Three transport mechanisms carry MCP messages between client and server:

  • stdio — Server runs as a local subprocess. The client launches it and communicates over standard input/output. Best for desktop and CLI tools.
  • SSE (Server-Sent Events) — HTTP-based, server pushes events to the client. Used for remote servers, though being superseded.
  • Streamable HTTP — The current recommended transport for remote servers. Stateless, scalable, supports streaming responses. This is where the ecosystem is converging.

The transport you choose determines which platforms can connect. stdio works with desktop apps and CLI tools. Streamable HTTP works with everything, including web-based platforms that cannot launch local processes.

Platform-by-Platform Setup

Anthropic Claude

Claude was the first platform to support MCP, and according to Anthropic’s documentation, it offers the broadest transport support.

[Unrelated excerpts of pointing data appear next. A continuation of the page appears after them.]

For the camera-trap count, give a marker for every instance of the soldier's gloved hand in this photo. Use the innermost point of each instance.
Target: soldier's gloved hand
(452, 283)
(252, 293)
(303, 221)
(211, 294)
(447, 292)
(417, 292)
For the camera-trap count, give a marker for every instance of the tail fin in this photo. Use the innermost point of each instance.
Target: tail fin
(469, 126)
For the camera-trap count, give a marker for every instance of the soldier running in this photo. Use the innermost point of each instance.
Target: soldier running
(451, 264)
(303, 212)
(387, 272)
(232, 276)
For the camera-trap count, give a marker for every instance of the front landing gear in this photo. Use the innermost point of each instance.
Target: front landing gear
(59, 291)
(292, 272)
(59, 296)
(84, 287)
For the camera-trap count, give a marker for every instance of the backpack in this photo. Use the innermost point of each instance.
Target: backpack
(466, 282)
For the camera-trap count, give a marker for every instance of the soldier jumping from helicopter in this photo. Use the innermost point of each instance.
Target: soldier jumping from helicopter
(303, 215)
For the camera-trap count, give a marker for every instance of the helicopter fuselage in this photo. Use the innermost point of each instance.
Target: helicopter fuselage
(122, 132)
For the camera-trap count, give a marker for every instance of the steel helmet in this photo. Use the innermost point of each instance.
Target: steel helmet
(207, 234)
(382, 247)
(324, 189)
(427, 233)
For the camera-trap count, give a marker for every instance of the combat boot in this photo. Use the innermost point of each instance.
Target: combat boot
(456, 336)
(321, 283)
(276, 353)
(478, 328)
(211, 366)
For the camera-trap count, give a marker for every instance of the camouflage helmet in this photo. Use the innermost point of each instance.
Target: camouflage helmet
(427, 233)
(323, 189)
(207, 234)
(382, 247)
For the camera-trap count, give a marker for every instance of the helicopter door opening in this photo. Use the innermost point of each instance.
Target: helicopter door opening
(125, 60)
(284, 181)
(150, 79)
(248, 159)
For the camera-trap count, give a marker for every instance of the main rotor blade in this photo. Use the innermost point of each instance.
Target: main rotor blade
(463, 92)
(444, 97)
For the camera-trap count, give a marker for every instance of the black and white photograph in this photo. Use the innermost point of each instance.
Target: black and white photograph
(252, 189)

Claude Desktop reads its MCP configuration from claude_desktop_config.json:

{
  "mcpServers": {
    "filesystem": {
      "command": "npx",
      "args": ["-y", "@modelcontextprotocol/server-filesystem", "/home/user/documents"],
      "env": {
        "NODE_ENV": "production"
      }
    },
    "remote-api": {
      "url": "https://mcp.example.com/sse",
      "transport": "sse"
    }
  }
}

The config file location varies by OS — ~/Library/Application Support/Claude/ on macOS, %APPDATA%\Claude\ on Windows, and ~/.config/Claude/ on Linux, according to Anthropic’s documentation.

Claude Code supports MCP through both CLI commands and project configuration:

# Add a stdio server
claude mcp add filesystem npx -y @modelcontextprotocol/server-filesystem /home/user/docs

# Add a remote server
claude mcp add remote-api https://mcp.example.com/api --transport http

# List configured servers
claude mcp list

For project-level sharing, Claude Code uses a .mcp.json file in the project root:

{
  "mcpServers": {
    "database": {
      "command": "npx",
      "args": ["-y", "@modelcontextprotocol/server-postgres"],
      "env": {
        "DATABASE_URL": "postgresql://localhost/mydb"
      }
    }
  }
}

Supported transports: stdio, SSE, Streamable HTTP.

Notable features: Claude supports MCP sampling (letting the server request LLM completions), resource subscriptions, and prompt templates — the broadest feature set of any platform based on published documentation.

OpenAI ChatGPT

OpenAI announced MCP support for ChatGPT in March 2025, with broader rollout through 2025 and into 2026. According to OpenAI’s documentation, ChatGPT’s MCP implementation is remote-first — a meaningful architectural difference from Claude’s local-first approach.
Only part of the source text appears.